Thursday, June 04, 2015
Album Review :: Gengahr - A Dream Outside
Album
Gengahr
A Dream Outside
June 15 2015 (Transgressive)
6.5/10
Words: Richard O’Hagan
Gengahr are one of those bands who effortlessly pull off the trick of sounding very familiar without actually sticking in the memory at all. That’s not a criticism, it means that the North London four-piece have so successfully tapped into the current trend for guitar-based winsome burbling that they’ve managed to do the musical equivalent of joining a conversation at a party even though no-one realised you were there before.
Their first and current singles, ‘She’s A Witch’ and ‘Heroine’ respectively, both feature prominently at the start of this 11-track debut album, although really all that they do is provide a cosy introduction to Felix Bushe’s at times strained falsetto and otherworldly musings. Better still are ‘Embers’, with Danny Ward’s drums set to a military tattoo that for once presents them as a counterpoint to everything else that is going on, and the high spot of the album, the rockier ‘Powder’, in which the guitars come to the fore to produce what could almost be a modern take on Dinosaur Jr’s ‘Start Choppin’.

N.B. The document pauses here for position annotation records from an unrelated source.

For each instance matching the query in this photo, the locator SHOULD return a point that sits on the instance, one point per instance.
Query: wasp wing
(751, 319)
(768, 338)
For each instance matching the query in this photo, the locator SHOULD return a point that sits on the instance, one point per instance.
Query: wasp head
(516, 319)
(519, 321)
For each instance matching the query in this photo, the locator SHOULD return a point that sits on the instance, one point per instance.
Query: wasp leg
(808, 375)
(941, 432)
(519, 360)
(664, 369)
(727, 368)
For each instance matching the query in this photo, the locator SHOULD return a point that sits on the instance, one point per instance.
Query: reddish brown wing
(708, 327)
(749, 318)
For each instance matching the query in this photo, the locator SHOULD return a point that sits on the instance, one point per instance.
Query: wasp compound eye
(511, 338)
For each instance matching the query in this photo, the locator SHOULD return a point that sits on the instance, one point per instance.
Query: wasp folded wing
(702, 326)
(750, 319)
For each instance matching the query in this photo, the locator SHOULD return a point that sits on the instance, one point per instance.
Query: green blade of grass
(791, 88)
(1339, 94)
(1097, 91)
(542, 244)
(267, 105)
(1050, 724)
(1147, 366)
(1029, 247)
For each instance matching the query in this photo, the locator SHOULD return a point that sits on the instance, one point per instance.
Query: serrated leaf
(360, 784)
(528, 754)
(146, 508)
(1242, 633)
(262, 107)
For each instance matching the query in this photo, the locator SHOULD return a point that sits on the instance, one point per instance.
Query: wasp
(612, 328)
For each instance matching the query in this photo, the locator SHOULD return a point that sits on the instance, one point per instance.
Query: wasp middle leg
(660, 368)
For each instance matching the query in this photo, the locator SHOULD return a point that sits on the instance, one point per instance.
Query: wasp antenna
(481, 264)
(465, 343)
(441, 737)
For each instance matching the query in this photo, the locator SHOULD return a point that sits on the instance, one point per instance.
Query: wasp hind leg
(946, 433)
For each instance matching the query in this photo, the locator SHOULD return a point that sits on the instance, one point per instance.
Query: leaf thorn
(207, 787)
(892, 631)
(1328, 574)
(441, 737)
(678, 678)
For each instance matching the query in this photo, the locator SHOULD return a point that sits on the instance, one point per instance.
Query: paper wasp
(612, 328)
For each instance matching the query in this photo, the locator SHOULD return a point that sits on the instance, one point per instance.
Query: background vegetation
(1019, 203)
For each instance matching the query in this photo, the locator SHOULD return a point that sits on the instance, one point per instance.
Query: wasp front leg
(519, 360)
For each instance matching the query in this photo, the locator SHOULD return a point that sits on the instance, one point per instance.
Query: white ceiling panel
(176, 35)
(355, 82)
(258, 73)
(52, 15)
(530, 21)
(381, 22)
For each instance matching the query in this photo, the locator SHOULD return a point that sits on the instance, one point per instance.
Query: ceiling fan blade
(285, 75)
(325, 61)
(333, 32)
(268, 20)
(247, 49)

There’s a huge ‘but’ heading in this direction, though. Like so many modern acts (and we do see rather a lot of them here) Gengahr have found a formula and stuck to it religiously throughout this album, meaning that there is little to differentiate between the tracks as whole. In today’s climate, where getting the money to record and release anything is hard, it is difficult to criticise such a safety-first approach, but at the same time the risk to it is that record labels realise that you could get the same effect for less money just by releasing mini-albums of fewer very good tracks rather than a full album of which around 45% are just filler. Of course, it isn’t fair or reasonable to expect Gengahr to save the music industry from this, but it does mean that ‘A Dream Outside’ becomes rather same-y towards the end.